Oh that is REALLY good advice 👏👏
I know of people who are allergic to lobster. It is a thing. I think it's rare, but thete are definitely people who ae allergic to lobster. They are usually allergic to crabs, too.
I wonder what your advice would be for those who need to let go of the ones who get away... how to let go of them in a way that frees you from longing for the one who you wanted...but they got away...?? I am sure this is easy for some...but for those it can be a hard road. Disappointments.
A verse that helped give me some relationship clarity is Song of Solomon 8:4.
"I charge you, O daughters of Jerusalem, /Do not stir up nor awaken love /Until it pleases."

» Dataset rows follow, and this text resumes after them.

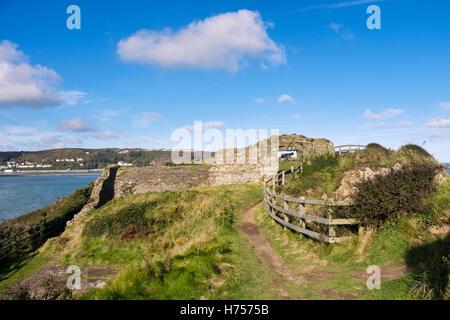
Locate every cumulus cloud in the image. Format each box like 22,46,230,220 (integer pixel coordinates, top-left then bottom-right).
87,131,119,140
65,135,81,144
329,22,355,40
0,40,83,109
117,10,286,72
363,109,405,120
425,119,450,128
438,102,450,109
58,118,95,132
131,112,161,128
278,94,295,103
183,121,225,132
431,131,447,138
2,126,35,135
377,121,414,127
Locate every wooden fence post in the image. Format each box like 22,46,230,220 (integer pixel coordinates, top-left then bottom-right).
328,208,336,240
298,203,306,229
283,200,289,230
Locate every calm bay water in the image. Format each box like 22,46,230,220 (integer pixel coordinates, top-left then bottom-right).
0,175,98,222
0,169,450,222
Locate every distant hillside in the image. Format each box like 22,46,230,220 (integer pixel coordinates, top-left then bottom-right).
0,148,170,170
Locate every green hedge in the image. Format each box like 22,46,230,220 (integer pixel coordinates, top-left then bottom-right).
353,163,440,225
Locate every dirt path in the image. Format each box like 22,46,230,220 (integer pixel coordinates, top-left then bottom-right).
238,203,305,299
237,202,355,299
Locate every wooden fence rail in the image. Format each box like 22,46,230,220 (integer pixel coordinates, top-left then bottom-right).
263,166,359,243
334,144,366,155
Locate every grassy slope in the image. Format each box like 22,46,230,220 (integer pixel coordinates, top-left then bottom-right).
277,144,439,199
0,185,292,299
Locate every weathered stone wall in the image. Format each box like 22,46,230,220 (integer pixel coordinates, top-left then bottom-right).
89,135,334,200
91,166,119,207
114,166,210,197
114,164,278,197
279,134,334,159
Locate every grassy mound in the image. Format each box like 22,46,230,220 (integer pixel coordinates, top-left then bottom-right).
277,143,440,199
256,177,450,300
34,185,284,299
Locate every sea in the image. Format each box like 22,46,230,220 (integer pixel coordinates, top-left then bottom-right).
0,169,450,222
0,173,99,222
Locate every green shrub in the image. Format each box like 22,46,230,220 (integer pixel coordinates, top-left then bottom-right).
302,154,338,176
398,144,431,158
353,163,439,225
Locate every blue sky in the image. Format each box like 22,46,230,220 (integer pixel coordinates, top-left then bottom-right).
0,0,450,161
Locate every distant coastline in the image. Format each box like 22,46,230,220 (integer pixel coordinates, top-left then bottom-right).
0,169,103,177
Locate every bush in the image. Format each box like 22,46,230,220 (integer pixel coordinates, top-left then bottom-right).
353,163,439,225
398,144,431,158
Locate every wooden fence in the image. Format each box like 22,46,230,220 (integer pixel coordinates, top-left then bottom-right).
264,167,359,243
334,144,366,155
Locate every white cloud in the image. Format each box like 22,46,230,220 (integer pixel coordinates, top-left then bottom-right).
65,135,81,144
59,90,86,106
278,94,295,103
377,121,414,127
329,22,355,40
363,109,405,120
86,131,119,140
183,121,225,132
131,112,161,128
58,118,95,132
438,102,450,109
117,10,286,72
2,126,35,135
425,119,450,128
0,40,84,109
431,131,447,138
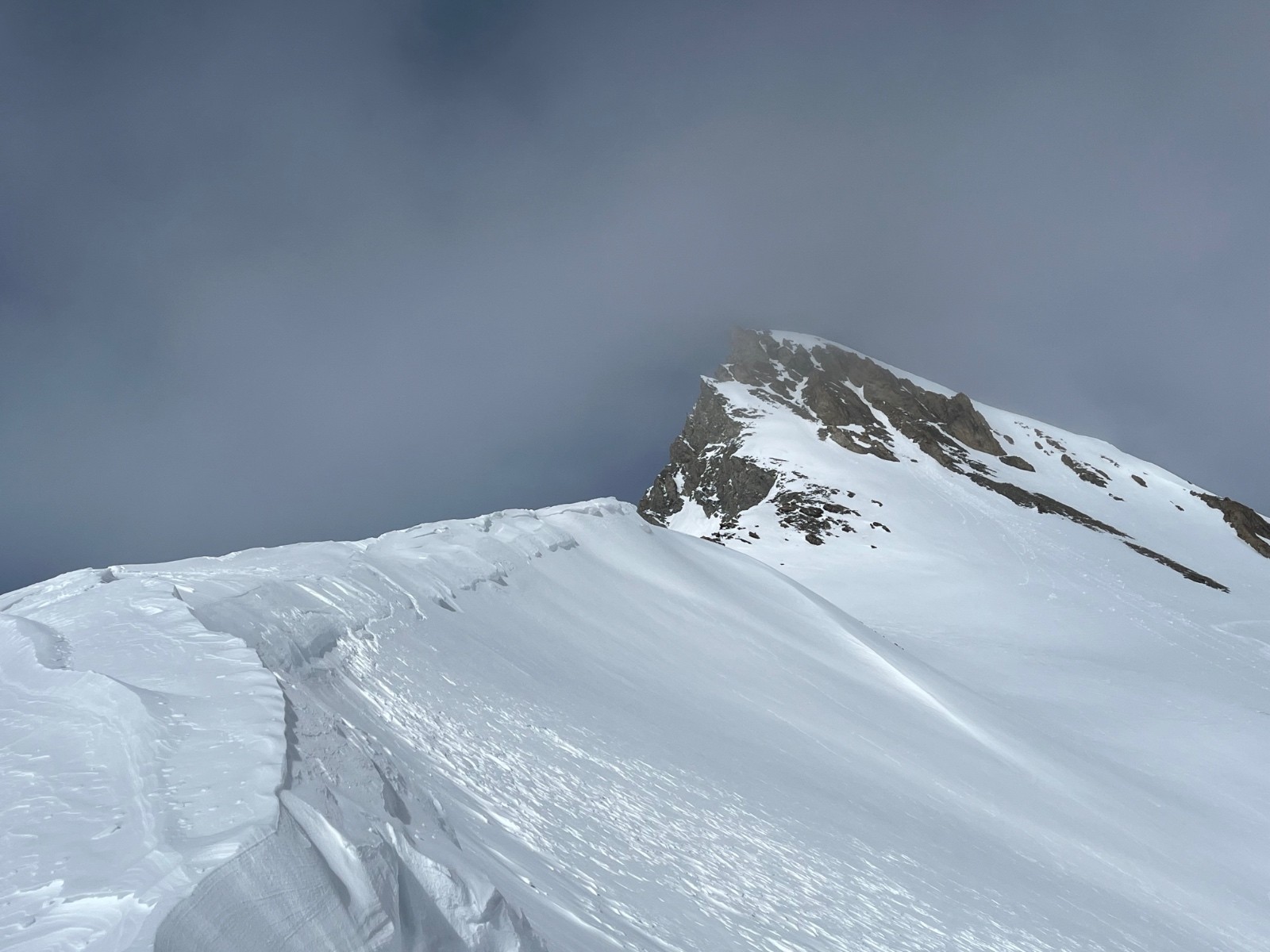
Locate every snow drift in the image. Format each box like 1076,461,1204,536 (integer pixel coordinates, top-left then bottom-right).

Most take it specifically as a warning against sexual intimacy too early, but I think there's a larger point about going further into relationships that feel wrong. That's not to say that every small problem should cause you to leave, but if you have a feeling that something is wrong listen to that voice. Pray about it and really think hard about why you feel that way. There's a good chance that there's something deeper that needs to be resolved or you might need to leave if that's the best choice. Ignoring the fact that a relationship doesn't "please" can cause bigger problems down the road.
Nice day 🤗
🙋🏽♀️ All shellfish!!
They’re so cute 😍
Im allergic to lobster 😅. Great video! ❤
Awesome advice! Anyone who has this same problem, please like the comment so they can see it 😁👍🏾
I tend to not give relationships a try when I see something that I don’t like beforehand (could be not so serious stuff) or goes against my morals and beliefs. I’ve talked to a few guys in my life, but none have ever turned out to be relationships. Is that weird or unhealthy? Do I need to dive into relationships to try it out and see? I just feel that I can’t get into one knowing that we are going to break up eventually (as in “I might regret the relationship in short term”). I met a guy that was really nice and we clicked pretty well, but he wasn’t Christian and had an issue with me wanting to save sex for marriage, so we ended up not being together.
I don’t think that’s weird at all! I’ve talked with a lot of guys and went on several first dates, but haven’t been in a relationship. It’s mostly been me because there was some things that would go against my morals and beliefs(or I just didn’t feel attracted to them). Over a year ago, I downloaded a newer Christian dating app I saw advertised on Facebook and about a month later I matched with someone who is now my first boyfriend! We’ve visited each other a lot over the past year and have been dating for 10 months now. We both talk about our future together often and are so excited to close to the gap within the next year! It’s really a God thing, he’s so perfect for me and he feels the same way about me! My advice is to keep talking to others and go on dates, and if there is something that’s an obvious no against your morals or beliefs then don’t go for it! Don’t settle, there is a perfect person out there for you! :) wish you the best!
GIRL i am JUST like you!! I need the advice if anyone can also help
Ask your doc about Magnesium levels. James is awesome.